Tuesday, November 15, 2011

Miso Soup for Ninjas!

Miso (a fermented, aged soybean paste) is one of the most nourishing foods on the planet. Really really. It's been around since 800 BC, and there's probably a pretty solid reason for that. It's a good source of calcium, magnesium, phosphorous, potassium, many B vitamins, as well as easy-to-digest protein. It's possible you find that boring. Stay with me.... it also helps improve crappy, weak digestion, is used to help treat cancer, to alkalinize overly acidic bodies, as a libido tonic (you heard me), as well as to heal several types of intestinal infections. Miso's got lots of antioxidants such as sapoins and melanoidins (moreso in the darker, aged versions). It's got lots of good bacteria which increases the overall usability of nutrients as well as myriad other benefits. Miso helps you rid your body of excess tobacco. In traditional Japan, miso is still used to remove tar from smoker's pipes! That blew my mind just a bit.

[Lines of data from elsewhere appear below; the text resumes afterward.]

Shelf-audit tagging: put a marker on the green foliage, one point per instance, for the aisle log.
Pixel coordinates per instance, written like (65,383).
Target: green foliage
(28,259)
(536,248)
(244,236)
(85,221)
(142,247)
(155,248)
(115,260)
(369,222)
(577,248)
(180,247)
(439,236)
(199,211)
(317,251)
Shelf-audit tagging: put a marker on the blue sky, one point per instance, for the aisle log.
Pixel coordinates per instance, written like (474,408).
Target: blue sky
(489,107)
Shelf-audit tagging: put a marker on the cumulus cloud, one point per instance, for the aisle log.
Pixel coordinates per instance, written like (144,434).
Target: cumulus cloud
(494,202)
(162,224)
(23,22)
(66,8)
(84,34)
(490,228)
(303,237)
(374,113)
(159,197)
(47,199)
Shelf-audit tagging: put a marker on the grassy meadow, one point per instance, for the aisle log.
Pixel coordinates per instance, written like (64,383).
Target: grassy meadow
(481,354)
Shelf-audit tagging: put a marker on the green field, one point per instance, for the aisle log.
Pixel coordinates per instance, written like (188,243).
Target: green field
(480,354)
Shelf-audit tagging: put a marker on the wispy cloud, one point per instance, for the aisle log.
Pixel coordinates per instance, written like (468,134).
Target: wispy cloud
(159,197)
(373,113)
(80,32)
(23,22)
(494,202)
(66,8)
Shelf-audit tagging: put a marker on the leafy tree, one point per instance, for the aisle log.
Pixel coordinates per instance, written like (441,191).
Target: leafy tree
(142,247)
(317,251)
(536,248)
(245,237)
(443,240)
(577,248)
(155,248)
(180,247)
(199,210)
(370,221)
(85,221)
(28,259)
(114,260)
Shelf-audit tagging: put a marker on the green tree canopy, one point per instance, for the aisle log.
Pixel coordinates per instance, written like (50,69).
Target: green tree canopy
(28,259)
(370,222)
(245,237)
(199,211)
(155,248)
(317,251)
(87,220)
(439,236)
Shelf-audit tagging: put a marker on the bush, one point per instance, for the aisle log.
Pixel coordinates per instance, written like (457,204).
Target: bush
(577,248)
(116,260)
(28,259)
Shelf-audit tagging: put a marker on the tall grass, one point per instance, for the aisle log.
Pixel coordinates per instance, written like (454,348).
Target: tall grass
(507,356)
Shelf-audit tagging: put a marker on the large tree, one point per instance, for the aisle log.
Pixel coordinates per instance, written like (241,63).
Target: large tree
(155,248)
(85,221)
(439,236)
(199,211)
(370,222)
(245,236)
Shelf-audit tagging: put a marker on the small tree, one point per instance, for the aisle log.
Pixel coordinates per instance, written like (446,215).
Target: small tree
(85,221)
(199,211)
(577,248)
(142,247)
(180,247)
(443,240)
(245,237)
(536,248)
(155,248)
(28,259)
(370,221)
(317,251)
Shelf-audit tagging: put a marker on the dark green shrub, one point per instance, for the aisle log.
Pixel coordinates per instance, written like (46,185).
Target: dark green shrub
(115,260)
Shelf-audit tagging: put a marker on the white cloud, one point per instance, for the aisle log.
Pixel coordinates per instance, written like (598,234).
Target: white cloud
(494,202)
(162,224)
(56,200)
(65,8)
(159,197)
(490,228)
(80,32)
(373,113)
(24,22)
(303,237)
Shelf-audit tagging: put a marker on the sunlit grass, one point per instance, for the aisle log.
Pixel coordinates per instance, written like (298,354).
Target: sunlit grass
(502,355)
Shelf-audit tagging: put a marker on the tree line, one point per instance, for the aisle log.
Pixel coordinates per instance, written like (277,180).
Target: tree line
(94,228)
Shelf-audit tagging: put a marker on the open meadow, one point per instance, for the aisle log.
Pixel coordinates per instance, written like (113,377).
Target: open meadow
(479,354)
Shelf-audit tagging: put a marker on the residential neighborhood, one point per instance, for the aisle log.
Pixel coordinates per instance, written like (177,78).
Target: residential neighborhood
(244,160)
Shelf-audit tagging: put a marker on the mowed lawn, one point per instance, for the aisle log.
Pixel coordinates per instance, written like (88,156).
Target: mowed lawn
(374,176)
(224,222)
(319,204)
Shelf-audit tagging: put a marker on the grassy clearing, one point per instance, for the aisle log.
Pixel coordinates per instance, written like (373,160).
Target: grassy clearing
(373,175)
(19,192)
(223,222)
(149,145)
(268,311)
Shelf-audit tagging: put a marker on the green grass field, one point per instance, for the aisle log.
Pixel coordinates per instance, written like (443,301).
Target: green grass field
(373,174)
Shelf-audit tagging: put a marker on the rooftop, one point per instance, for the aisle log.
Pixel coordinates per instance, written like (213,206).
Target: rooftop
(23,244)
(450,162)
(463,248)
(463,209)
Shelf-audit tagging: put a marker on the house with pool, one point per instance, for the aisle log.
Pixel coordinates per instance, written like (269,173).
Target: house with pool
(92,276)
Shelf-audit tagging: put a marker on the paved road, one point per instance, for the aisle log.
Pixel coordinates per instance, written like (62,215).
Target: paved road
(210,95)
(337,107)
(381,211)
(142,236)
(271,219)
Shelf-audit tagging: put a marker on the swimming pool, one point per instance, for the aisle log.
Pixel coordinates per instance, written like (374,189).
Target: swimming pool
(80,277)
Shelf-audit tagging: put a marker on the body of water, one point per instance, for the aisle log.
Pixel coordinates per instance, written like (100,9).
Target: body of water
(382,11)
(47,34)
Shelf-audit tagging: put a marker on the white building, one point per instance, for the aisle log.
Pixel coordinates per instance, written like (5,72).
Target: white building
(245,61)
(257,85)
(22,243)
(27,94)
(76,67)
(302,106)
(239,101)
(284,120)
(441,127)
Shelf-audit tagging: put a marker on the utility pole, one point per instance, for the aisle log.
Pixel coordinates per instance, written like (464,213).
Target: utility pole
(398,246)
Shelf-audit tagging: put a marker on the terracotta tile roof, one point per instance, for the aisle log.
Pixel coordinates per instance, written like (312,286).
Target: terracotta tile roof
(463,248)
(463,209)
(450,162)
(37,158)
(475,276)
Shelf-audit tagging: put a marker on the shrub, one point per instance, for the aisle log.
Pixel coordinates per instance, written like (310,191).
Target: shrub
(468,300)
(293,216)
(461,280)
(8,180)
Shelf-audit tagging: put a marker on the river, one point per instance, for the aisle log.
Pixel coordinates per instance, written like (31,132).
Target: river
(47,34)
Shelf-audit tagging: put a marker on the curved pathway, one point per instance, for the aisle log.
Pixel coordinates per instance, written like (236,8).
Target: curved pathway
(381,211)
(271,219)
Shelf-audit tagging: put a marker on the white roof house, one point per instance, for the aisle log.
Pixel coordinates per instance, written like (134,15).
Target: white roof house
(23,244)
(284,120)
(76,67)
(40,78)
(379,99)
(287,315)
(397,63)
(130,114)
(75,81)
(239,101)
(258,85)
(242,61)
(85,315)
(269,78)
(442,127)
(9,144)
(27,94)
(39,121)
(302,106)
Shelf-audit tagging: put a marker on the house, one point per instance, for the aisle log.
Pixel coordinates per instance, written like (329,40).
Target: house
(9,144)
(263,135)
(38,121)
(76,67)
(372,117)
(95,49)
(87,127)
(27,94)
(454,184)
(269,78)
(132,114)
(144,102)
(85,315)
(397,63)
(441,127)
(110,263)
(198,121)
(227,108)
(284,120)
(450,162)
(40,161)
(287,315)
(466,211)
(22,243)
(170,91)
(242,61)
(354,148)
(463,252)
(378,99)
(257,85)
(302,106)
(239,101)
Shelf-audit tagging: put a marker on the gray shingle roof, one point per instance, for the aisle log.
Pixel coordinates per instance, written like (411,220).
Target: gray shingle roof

I promised you guys forever ago that I'd give you my recipe for miso soup. Not sure why it took me so long, but it did. Allow me to mention in advance that this is the Beany von Doom take on the traditional miso soup. A real miso soup is usually mostly broth, peppered with a few vegetables, some tofu and seaweed and is generally meant as a starter course. When it's a main meal, it's generally a light meal meant for healing. Enter my miso soup. It is a meal that will not leave you wanting and I'm not frigging around. Adjust the quantity depending on your appetite or the number of folks you intend to feed. 

Basically, I boil about two cups of water in a small pot, add three or four dried shitake mushrooms, between one and a half and two cups of seasonal vegetables (make sure to have some greens!), a quarter of a block of fresh cubed tofu or a few pieces of frozen fried tofu, and some kamut soba or spaghetti. Simmer this for 15 minutes with the lid partially askew. This way much of the water evaporates, and we're left with enough to make a broth, but not so much that you'll be full off water. 

When the vegetables are suitably tender, ladle out a bit of broth in a small bowl and add a heaping teaspoon of miso paste. If this isn't enough, you can add a bit more, but remember that miso is extremely salty! Whisk to combine, then add it back to the soup. This step is important, because if you boil the miso, the heat destroys many of its beneficial properties. To cool it down,  I add a splash of rice wine and sometimes some hot sauce or spicy seasoning. This is an awesome ninjalike move, definitely not a traditional monastic one, not that there's anything wrong with monks.

Voila. You just ate lots of vegetables for breakfast! This is actually my favourite breakfast. I'll often prepare the soup before I begin to exercise, let it simmer, then take it out to cool partway through my workout. When I'm done, it's ready, and I'm rewarded with my lovely soup. I eat it, breathe in the steam, and continue to sweat. It's awesome. It's a very alkalinizing start to your day. Your cells have a fighting chance!

Do you make miso soup? What the heck is yours like? What else do you do with miso?


  1. I've been trying my hardest to eat more veggies and you've just inspired me to eat loaded miso soup for breakfast - thanks!

  2. Oh that's wonderful! That makes me very happy! Let me know how it turns out. And something that I didn't mention in the post that's great for this time of year: adding some grated ginger to this soup will help warm you and fire up your digestion. Happy cooking, Ninja Amber!